How a one person stopped all email communication by accident as a new employee in the 90s.
The Great Email Cloggage Incident of 1998
Back in the 1990’s email was a rare and new communication tool and the technology behind it was archaic compared to today. Imagine there was just a single server back then handing all of the email for a large company. The email was managed using then Lotus Notes on what was a state of the art network bandwidth back then, but also in contrast to today it was super prehistoric about on par with a shared ISDN line.

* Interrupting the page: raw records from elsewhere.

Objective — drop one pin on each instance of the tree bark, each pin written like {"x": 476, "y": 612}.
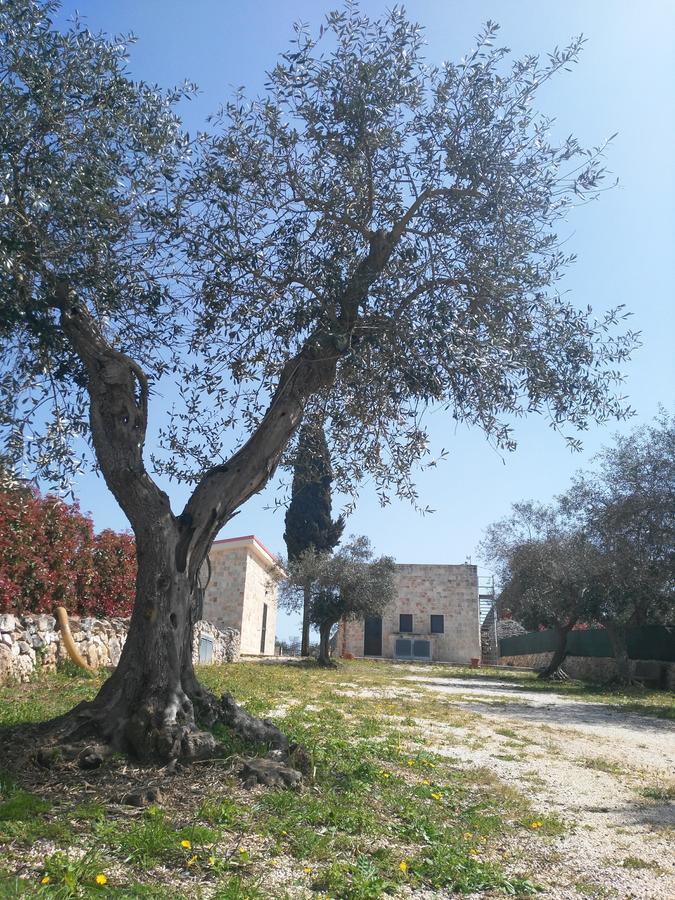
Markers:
{"x": 324, "y": 647}
{"x": 560, "y": 652}
{"x": 304, "y": 642}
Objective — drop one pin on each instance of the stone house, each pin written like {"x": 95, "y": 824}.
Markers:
{"x": 434, "y": 617}
{"x": 242, "y": 592}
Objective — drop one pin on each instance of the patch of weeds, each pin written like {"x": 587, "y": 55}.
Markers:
{"x": 147, "y": 841}
{"x": 450, "y": 868}
{"x": 589, "y": 888}
{"x": 663, "y": 793}
{"x": 602, "y": 765}
{"x": 238, "y": 889}
{"x": 507, "y": 732}
{"x": 65, "y": 877}
{"x": 364, "y": 879}
{"x": 223, "y": 812}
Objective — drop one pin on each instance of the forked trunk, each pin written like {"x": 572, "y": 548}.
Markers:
{"x": 146, "y": 706}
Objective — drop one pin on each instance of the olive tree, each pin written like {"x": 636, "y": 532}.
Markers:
{"x": 348, "y": 584}
{"x": 372, "y": 237}
{"x": 546, "y": 569}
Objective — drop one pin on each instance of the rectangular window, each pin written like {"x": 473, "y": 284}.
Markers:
{"x": 437, "y": 625}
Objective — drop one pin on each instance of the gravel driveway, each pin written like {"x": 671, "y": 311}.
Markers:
{"x": 606, "y": 773}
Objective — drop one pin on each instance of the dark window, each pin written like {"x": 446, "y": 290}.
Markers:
{"x": 437, "y": 626}
{"x": 263, "y": 631}
{"x": 405, "y": 623}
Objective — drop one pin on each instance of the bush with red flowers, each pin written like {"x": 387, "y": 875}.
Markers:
{"x": 50, "y": 556}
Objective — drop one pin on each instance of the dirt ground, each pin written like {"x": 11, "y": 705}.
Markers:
{"x": 587, "y": 764}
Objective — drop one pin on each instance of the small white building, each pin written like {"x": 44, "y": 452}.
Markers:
{"x": 242, "y": 592}
{"x": 434, "y": 617}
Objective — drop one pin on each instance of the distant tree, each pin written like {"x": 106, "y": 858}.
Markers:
{"x": 348, "y": 584}
{"x": 309, "y": 525}
{"x": 545, "y": 571}
{"x": 625, "y": 507}
{"x": 375, "y": 231}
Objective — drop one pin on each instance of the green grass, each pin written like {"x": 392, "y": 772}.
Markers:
{"x": 381, "y": 811}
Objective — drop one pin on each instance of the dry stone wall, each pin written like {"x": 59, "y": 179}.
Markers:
{"x": 32, "y": 642}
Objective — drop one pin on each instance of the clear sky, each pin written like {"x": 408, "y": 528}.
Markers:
{"x": 625, "y": 242}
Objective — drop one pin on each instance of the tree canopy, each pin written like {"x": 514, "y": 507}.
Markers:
{"x": 371, "y": 237}
{"x": 393, "y": 218}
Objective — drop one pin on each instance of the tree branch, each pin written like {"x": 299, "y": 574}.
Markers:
{"x": 118, "y": 391}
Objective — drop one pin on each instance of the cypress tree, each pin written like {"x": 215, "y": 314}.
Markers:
{"x": 309, "y": 524}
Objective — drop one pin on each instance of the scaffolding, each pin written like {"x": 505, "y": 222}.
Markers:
{"x": 487, "y": 605}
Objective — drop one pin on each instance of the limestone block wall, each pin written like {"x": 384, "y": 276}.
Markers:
{"x": 423, "y": 591}
{"x": 260, "y": 589}
{"x": 32, "y": 642}
{"x": 224, "y": 595}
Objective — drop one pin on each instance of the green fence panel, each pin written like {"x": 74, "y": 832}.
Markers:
{"x": 644, "y": 642}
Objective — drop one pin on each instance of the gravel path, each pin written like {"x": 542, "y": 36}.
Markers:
{"x": 588, "y": 765}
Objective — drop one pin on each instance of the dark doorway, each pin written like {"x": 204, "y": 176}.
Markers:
{"x": 372, "y": 636}
{"x": 263, "y": 632}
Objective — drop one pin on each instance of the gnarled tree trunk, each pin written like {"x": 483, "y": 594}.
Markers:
{"x": 560, "y": 652}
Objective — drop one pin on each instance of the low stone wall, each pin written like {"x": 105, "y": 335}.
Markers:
{"x": 599, "y": 668}
{"x": 31, "y": 642}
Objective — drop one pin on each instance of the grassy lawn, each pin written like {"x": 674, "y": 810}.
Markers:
{"x": 379, "y": 814}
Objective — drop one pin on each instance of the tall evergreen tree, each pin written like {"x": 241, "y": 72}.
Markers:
{"x": 309, "y": 525}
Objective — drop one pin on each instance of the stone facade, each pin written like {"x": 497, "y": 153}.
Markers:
{"x": 242, "y": 592}
{"x": 424, "y": 591}
{"x": 32, "y": 642}
{"x": 600, "y": 668}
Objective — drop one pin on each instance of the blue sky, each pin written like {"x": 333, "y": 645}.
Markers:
{"x": 625, "y": 82}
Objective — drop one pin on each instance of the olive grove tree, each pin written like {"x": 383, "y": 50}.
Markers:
{"x": 371, "y": 237}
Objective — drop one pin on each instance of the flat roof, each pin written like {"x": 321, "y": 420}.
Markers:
{"x": 252, "y": 542}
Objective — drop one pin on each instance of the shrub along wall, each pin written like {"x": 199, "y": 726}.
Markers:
{"x": 50, "y": 556}
{"x": 654, "y": 642}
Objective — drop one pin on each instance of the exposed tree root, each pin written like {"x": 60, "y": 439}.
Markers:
{"x": 167, "y": 734}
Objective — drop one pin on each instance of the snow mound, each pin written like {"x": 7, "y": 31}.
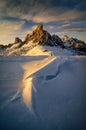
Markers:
{"x": 53, "y": 91}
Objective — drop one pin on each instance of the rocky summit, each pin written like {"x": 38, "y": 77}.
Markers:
{"x": 42, "y": 37}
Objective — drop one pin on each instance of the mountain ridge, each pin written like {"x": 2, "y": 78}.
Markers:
{"x": 42, "y": 37}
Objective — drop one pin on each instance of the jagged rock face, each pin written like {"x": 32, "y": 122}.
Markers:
{"x": 39, "y": 35}
{"x": 18, "y": 40}
{"x": 57, "y": 40}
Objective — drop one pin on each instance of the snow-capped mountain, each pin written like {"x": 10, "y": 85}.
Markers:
{"x": 41, "y": 37}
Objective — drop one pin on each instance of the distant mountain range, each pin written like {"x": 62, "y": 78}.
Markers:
{"x": 41, "y": 37}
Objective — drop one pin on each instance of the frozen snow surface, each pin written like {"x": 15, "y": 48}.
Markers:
{"x": 43, "y": 91}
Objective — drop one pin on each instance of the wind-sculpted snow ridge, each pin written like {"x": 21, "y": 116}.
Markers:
{"x": 53, "y": 91}
{"x": 43, "y": 92}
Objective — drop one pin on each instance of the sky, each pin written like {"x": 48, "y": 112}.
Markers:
{"x": 62, "y": 17}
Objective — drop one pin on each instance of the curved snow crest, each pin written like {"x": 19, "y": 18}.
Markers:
{"x": 39, "y": 72}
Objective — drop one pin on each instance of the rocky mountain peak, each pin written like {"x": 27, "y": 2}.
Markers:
{"x": 39, "y": 27}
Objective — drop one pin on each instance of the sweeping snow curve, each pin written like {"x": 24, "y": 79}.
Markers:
{"x": 54, "y": 89}
{"x": 30, "y": 69}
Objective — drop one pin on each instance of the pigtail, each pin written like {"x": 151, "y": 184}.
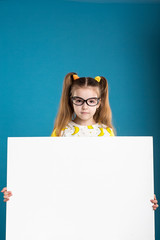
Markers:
{"x": 65, "y": 109}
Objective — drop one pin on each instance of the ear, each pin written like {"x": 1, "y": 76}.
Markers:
{"x": 98, "y": 105}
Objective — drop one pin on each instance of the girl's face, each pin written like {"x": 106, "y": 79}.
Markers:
{"x": 85, "y": 113}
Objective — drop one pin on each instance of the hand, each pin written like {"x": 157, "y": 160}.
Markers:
{"x": 155, "y": 205}
{"x": 7, "y": 194}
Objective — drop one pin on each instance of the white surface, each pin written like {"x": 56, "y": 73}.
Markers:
{"x": 80, "y": 188}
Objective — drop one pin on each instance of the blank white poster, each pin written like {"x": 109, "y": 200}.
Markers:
{"x": 80, "y": 188}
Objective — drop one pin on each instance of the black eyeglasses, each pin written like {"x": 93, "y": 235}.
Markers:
{"x": 80, "y": 101}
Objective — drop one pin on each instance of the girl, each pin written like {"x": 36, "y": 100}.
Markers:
{"x": 84, "y": 111}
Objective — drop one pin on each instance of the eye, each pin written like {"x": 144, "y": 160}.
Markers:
{"x": 78, "y": 100}
{"x": 92, "y": 101}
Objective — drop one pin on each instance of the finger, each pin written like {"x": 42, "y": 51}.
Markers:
{"x": 5, "y": 200}
{"x": 155, "y": 206}
{"x": 155, "y": 201}
{"x": 4, "y": 189}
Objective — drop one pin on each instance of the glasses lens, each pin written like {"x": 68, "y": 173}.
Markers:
{"x": 92, "y": 101}
{"x": 78, "y": 101}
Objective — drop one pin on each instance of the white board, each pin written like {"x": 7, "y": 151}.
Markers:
{"x": 80, "y": 188}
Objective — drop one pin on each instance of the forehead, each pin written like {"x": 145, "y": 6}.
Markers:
{"x": 86, "y": 92}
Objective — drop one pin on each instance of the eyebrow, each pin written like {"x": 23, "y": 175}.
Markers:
{"x": 87, "y": 98}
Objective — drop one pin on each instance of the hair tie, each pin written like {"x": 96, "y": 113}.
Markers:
{"x": 98, "y": 78}
{"x": 75, "y": 76}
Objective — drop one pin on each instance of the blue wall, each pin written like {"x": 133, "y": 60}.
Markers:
{"x": 41, "y": 41}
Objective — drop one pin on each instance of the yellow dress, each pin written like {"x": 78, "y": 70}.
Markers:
{"x": 76, "y": 130}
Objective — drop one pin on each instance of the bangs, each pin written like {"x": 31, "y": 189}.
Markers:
{"x": 85, "y": 81}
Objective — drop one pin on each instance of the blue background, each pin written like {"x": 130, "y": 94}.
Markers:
{"x": 41, "y": 41}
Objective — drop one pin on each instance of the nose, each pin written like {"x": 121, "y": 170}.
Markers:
{"x": 84, "y": 106}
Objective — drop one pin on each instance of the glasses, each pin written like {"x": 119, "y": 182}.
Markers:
{"x": 80, "y": 101}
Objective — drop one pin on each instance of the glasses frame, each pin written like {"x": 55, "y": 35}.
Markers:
{"x": 98, "y": 99}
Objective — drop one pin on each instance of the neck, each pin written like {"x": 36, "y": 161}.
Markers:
{"x": 84, "y": 122}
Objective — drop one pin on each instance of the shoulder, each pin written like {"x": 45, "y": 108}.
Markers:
{"x": 107, "y": 131}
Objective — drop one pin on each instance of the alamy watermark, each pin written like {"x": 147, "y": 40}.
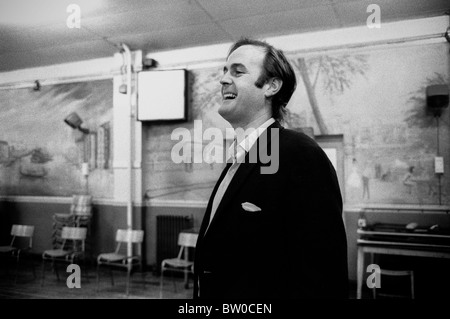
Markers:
{"x": 74, "y": 280}
{"x": 74, "y": 18}
{"x": 191, "y": 149}
{"x": 374, "y": 279}
{"x": 374, "y": 19}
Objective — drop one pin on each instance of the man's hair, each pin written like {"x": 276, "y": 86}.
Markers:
{"x": 275, "y": 65}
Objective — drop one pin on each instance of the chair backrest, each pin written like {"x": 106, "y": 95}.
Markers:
{"x": 75, "y": 234}
{"x": 81, "y": 205}
{"x": 129, "y": 235}
{"x": 187, "y": 239}
{"x": 22, "y": 231}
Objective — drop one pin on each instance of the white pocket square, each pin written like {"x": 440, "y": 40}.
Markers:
{"x": 250, "y": 207}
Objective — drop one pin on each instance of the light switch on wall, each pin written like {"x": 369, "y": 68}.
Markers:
{"x": 439, "y": 165}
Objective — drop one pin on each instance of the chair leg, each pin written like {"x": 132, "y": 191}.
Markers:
{"x": 128, "y": 280}
{"x": 56, "y": 270}
{"x": 43, "y": 273}
{"x": 32, "y": 265}
{"x": 98, "y": 276}
{"x": 17, "y": 269}
{"x": 174, "y": 283}
{"x": 161, "y": 283}
{"x": 86, "y": 269}
{"x": 112, "y": 276}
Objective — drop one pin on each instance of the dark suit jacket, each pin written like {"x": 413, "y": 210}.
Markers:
{"x": 295, "y": 247}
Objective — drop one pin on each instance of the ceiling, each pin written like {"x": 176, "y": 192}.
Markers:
{"x": 35, "y": 33}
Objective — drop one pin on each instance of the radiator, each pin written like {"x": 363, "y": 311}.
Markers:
{"x": 167, "y": 228}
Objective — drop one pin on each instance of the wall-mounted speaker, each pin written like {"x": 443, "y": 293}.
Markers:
{"x": 437, "y": 98}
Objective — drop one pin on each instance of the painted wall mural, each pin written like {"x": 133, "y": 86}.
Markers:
{"x": 374, "y": 97}
{"x": 40, "y": 155}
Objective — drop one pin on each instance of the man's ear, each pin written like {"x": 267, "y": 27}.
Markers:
{"x": 274, "y": 85}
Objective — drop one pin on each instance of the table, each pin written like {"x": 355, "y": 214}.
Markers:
{"x": 392, "y": 247}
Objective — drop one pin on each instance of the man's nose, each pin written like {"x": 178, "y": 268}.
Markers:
{"x": 225, "y": 79}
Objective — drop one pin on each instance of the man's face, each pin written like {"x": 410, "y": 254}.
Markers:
{"x": 241, "y": 99}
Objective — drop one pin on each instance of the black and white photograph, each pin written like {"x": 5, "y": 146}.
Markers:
{"x": 208, "y": 151}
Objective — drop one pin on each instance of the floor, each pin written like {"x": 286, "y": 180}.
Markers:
{"x": 143, "y": 285}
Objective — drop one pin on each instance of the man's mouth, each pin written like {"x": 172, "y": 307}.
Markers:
{"x": 229, "y": 96}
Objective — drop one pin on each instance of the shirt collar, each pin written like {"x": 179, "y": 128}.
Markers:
{"x": 250, "y": 137}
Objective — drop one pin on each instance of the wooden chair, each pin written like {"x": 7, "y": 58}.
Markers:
{"x": 19, "y": 247}
{"x": 119, "y": 257}
{"x": 395, "y": 273}
{"x": 72, "y": 249}
{"x": 180, "y": 263}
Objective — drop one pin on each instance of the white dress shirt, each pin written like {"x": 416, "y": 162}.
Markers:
{"x": 250, "y": 137}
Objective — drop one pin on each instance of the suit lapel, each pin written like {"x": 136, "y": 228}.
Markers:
{"x": 207, "y": 215}
{"x": 243, "y": 172}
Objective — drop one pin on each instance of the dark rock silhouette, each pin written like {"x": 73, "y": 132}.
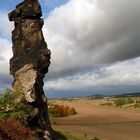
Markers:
{"x": 30, "y": 62}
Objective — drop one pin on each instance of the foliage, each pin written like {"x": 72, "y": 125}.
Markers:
{"x": 61, "y": 110}
{"x": 11, "y": 108}
{"x": 13, "y": 129}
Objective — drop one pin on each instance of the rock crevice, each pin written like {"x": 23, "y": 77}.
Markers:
{"x": 30, "y": 62}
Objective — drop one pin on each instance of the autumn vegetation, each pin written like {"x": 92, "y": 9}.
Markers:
{"x": 60, "y": 110}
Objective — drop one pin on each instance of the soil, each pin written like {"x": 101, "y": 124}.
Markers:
{"x": 104, "y": 122}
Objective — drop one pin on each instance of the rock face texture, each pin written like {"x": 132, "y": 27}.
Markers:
{"x": 30, "y": 62}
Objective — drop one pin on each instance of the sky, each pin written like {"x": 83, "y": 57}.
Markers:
{"x": 95, "y": 46}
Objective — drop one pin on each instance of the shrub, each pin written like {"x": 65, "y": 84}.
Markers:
{"x": 13, "y": 129}
{"x": 122, "y": 101}
{"x": 11, "y": 108}
{"x": 71, "y": 111}
{"x": 119, "y": 102}
{"x": 60, "y": 110}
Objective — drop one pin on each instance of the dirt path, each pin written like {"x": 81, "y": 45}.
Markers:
{"x": 103, "y": 122}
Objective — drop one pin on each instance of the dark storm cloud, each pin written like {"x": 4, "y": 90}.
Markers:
{"x": 84, "y": 34}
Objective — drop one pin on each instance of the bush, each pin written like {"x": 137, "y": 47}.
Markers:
{"x": 119, "y": 102}
{"x": 13, "y": 129}
{"x": 71, "y": 111}
{"x": 122, "y": 101}
{"x": 11, "y": 108}
{"x": 60, "y": 110}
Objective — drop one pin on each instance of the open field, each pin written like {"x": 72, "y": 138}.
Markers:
{"x": 107, "y": 123}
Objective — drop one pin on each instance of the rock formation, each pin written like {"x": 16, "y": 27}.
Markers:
{"x": 30, "y": 62}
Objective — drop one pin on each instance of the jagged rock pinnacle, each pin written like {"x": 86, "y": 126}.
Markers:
{"x": 30, "y": 62}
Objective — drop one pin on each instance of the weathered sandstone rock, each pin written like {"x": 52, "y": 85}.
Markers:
{"x": 30, "y": 62}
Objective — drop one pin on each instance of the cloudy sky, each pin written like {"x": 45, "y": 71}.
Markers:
{"x": 95, "y": 46}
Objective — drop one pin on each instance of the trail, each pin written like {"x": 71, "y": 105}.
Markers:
{"x": 104, "y": 122}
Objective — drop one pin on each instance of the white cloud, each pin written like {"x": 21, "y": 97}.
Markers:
{"x": 87, "y": 33}
{"x": 6, "y": 26}
{"x": 5, "y": 55}
{"x": 118, "y": 74}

So this new employee joined the company and lives 20 miles from the main office. This new employee loved his work and was up late and up early working on new projects and on this one faithful morning he didn't have a floppy disk to write out the file he had been working on and needed to take it to the office. This file was a mere 25MB. So this new employee figured, why not email it to themselves before they leave this morning to commute into the office and it will be waiting for me when they arrive at work.
The employee arrived at the office after a long over hour commute as the traffic in the North Bay of San Francisco could be brutal and slow as everyone in the North Bay was all driving into San Francisco.
The employee logged into their computer and, weird no email at all. There was no email until almost 4 hours later. Other employees began discussing the lack of email in morning meetings and in the halls over coffee. Hrmm so weird, no email…
Around noon, an email was sent out from the IT department. It mentioned the “outage” or “clogged email server” and how someone had sent a large file attachment which had clogged the email server. Apparently the server handled one email and attachment at a time.
I receive hundreds of email some days, and I am so thankful that email architecture and file attachment sizes have increased to prevent unnecessary cloggage or embarrassment.